June 14, 2016
By James A. Larson program co-chair, SpeechTEK 2021
Forward Thinking

In a Mobile World, Voice and Graphical User Interfaces Need to Blend

Until a few years ago, graphical user interfaces (GUIs) and voice user interfaces (VUIs) occupied separate universes. GUIs were what you experienced on your desktop or laptop; your encounters with VUIs were likely limited to your cable company’s automated assistance. Now, with the ubiquity of smartphones, wearables, and other mobile devices with screens (some of them small), designers are faced with creating user interfaces that merge GUIs and VUIs into multimodal user interfaces (MMUIs).

But integrating components of GUIs and VUIs into an MMUI that is easy to learn and use is not a simple undertaking. For one thing, the following human limits greatly affect how GUI components should be integrated into MMUIs:

People have limited memory capacity. According to the so-called Miller’s Law (which some have contested, but we’ll use it here), people can generally hold between five and nine items in their short-term memories. Data displayed on screens extends this memory constraint. It is easier for many users to read and select options displayed on a screen than it is to remember and speak or type the options. To-do lists, appointments, and frequently used tools and applications can be positioned and displayed in specific locations on a screen.

People also have limited capacity for symbolic manipulation. Most output data should be displayed on a screen so users can examine, browse, and, most importantly, manipulate the data. People edit text, draw pictures, read documents, and perform spreadsheet-like calculations on displayed data. While some gifted people can manipulate complex mathematical equations entirely in their heads, most users find it easier to compute mathematical formulas displayed on a screen.

As for VUI components, an even greater range of human limits and tendencies influence their MMUI integration:

People respond to audio warnings. While blinking and jiggling text attracts the attention of users looking at a screen, audio attracts the attention of users looking anywhere. This suggests that error and warning messages should also be presented as audio, so users quickly perceive the problem.

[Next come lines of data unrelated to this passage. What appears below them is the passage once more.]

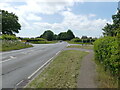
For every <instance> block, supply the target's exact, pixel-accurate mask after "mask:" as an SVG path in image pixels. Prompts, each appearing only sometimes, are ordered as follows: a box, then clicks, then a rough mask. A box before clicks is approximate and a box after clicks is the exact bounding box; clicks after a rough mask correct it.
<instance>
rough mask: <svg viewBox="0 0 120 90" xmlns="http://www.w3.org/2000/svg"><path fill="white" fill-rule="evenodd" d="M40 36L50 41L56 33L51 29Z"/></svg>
mask: <svg viewBox="0 0 120 90" xmlns="http://www.w3.org/2000/svg"><path fill="white" fill-rule="evenodd" d="M40 37H41V38H44V39H47V40H48V41H52V40H53V38H54V33H53V32H52V31H51V30H47V31H45V32H44V33H43V34H42V35H41V36H40Z"/></svg>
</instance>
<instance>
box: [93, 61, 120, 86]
mask: <svg viewBox="0 0 120 90" xmlns="http://www.w3.org/2000/svg"><path fill="white" fill-rule="evenodd" d="M95 62H96V65H97V66H96V71H97V73H98V74H97V78H96V81H97V82H98V88H118V79H117V78H116V77H114V76H112V75H111V74H110V73H109V71H105V70H104V67H103V66H102V65H101V64H100V63H99V62H98V61H96V60H95Z"/></svg>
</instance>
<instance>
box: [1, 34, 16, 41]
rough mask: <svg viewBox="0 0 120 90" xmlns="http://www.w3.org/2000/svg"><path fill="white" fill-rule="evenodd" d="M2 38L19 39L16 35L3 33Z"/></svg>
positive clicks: (1, 35)
mask: <svg viewBox="0 0 120 90" xmlns="http://www.w3.org/2000/svg"><path fill="white" fill-rule="evenodd" d="M0 39H2V40H17V39H18V38H17V37H16V36H14V35H1V36H0Z"/></svg>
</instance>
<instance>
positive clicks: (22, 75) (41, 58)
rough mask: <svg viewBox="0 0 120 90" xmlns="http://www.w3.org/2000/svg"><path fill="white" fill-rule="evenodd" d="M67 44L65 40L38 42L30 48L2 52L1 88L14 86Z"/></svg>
mask: <svg viewBox="0 0 120 90" xmlns="http://www.w3.org/2000/svg"><path fill="white" fill-rule="evenodd" d="M66 46H67V43H66V42H61V43H56V44H38V45H36V44H35V45H34V47H32V48H27V49H21V50H14V51H9V52H3V53H2V61H1V62H0V64H2V88H15V87H16V85H17V84H18V83H19V82H20V81H21V80H24V79H26V78H28V77H29V76H30V75H31V74H32V73H34V72H35V71H36V70H37V69H38V68H39V67H41V66H42V65H43V64H44V63H46V62H47V61H48V60H49V59H50V58H52V57H53V56H55V55H56V53H58V52H59V51H61V50H62V49H64V48H65V47H66Z"/></svg>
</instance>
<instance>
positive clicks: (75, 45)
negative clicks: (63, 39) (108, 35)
mask: <svg viewBox="0 0 120 90" xmlns="http://www.w3.org/2000/svg"><path fill="white" fill-rule="evenodd" d="M67 48H82V49H91V50H92V49H93V45H83V46H82V45H70V46H67Z"/></svg>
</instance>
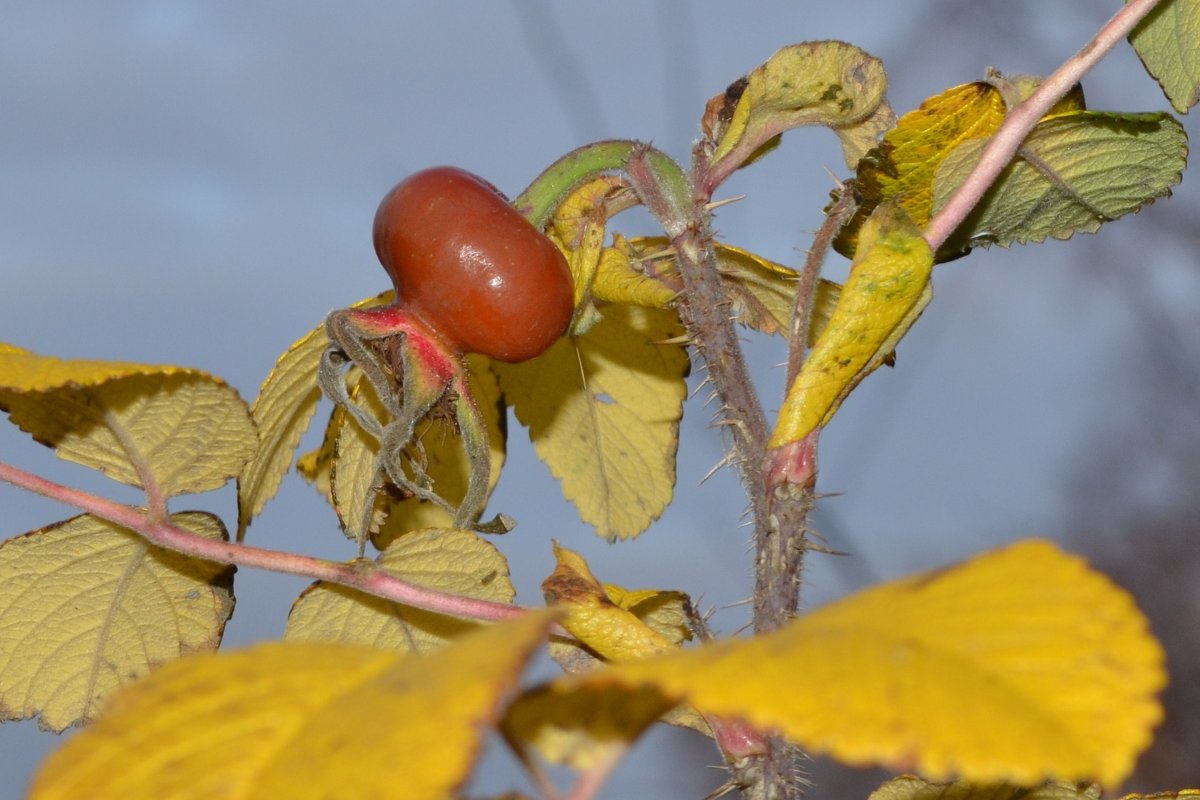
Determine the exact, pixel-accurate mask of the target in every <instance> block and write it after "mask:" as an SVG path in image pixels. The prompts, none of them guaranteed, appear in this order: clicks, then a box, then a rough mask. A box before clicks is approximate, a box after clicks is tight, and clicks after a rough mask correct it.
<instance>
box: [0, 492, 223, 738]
mask: <svg viewBox="0 0 1200 800" xmlns="http://www.w3.org/2000/svg"><path fill="white" fill-rule="evenodd" d="M172 522H173V523H175V524H176V525H179V527H181V528H186V529H188V530H191V531H193V533H196V534H198V535H200V536H206V537H209V539H222V540H223V539H227V535H226V531H224V528H223V527H222V525H221V522H220V521H218V519H217V518H216V517H212V516H210V515H206V513H200V512H187V513H180V515H175V516H173V517H172ZM232 587H233V569H232V567H227V566H224V565H220V564H212V563H209V561H199V560H196V559H190V558H187V557H184V555H179V554H175V553H170V552H168V551H162V549H158V548H156V547H151V546H150V545H148V543H146V542H145V540H143V539H142V537H140V536H138V535H137V534H134V533H132V531H128V530H125V529H122V528H118V527H116V525H113V524H112V523H108V522H103V521H101V519H96V518H95V517H89V516H86V515H85V516H80V517H74V518H73V519H68V521H66V522H64V523H59V524H56V525H52V527H49V528H43V529H41V530H35V531H32V533H29V534H25V535H24V536H18V537H16V539H10V540H8V541H6V542H4V543H2V545H0V720H2V718H8V720H20V718H25V717H31V716H35V715H38V716H40V717H41V724H42V727H43V728H49V729H50V730H62V729H64V728H67V727H70V726H72V724H77V723H80V722H86V721H89V720H91V718H92V717H94V716H95V715H96V712H97V711H98V710H100V709H101V706H102V705H103V703H104V700H106V699H107V698H108V697H109V696H110V694H112V693H113V692H114V691H116V690H118V688H120V687H121V686H124V685H126V684H128V682H131V681H132V680H134V679H136V678H139V676H140V675H144V674H146V673H148V672H150V669H151V668H152V667H156V666H157V664H160V663H162V662H164V661H170V660H172V658H176V657H179V656H180V655H182V654H186V652H191V651H193V650H211V649H216V646H217V644H218V643H220V642H221V634H222V631H223V630H224V624H226V620H227V619H229V615H230V614H232V613H233V590H232Z"/></svg>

When engaged in eye-intensive activities like driving, people can be distracted by GUI displays. Drivers’ eyes should focus on the road without switching to attention-grabbing displays. To avoid this kind of distraction, VUIs are preferred over GUIs.

People have difficulty performing multiple tasks at the same time. During tasks that require motion, which can include a variety of physical activities, many users find it difficult to select objects from a screen, either by pointing with their fingers or using a mouse. So when users are active and moving, VUIs are more convenient than GUIs.

People have difficulty reading small fonts. Wearables such as smart watches and rings have limited screen space or no screen space at all. VUIs are obviously the practical solution for these devices.

The right balance between GUI and VUI components may change depending on the device (desktop, tablet, mobile, wearable, car), application (entertainment, business productivity apps), or surrounding environment (work, home, car) people find themselves using or occupying. Users should be able to switch easily between GUI and VUI components as they shift among these different circumstances.

MMUI developers need very specific guidelines—preferably ones based on empirical evidence—to assist them in designing and implementing such interfaces. VUI guidelines can be found by visiting the Association of Voice Interaction Design’s Web site or by checking out How to Build a Speech Recognition Application: Second Edition: A Style Guide for Telephony Dialogues by David P. Morgan and Bruce Balentine. Many device vendors list GUI guidelines specific to their devices.

Such guidelines should explain which VUI and GUI components are necessary or useful for a range of situations, and they should be based on well-known principles of human perception and systematic usability testing. And for developers, the overarching goal should be to create MMUIs that are easy to learn—and easy (and safe) to use.

James A. Larson, Ph.D., is an independent speech technology consultant and teaches courses in speech technologies and user interfaces at Portland State University in Oregon.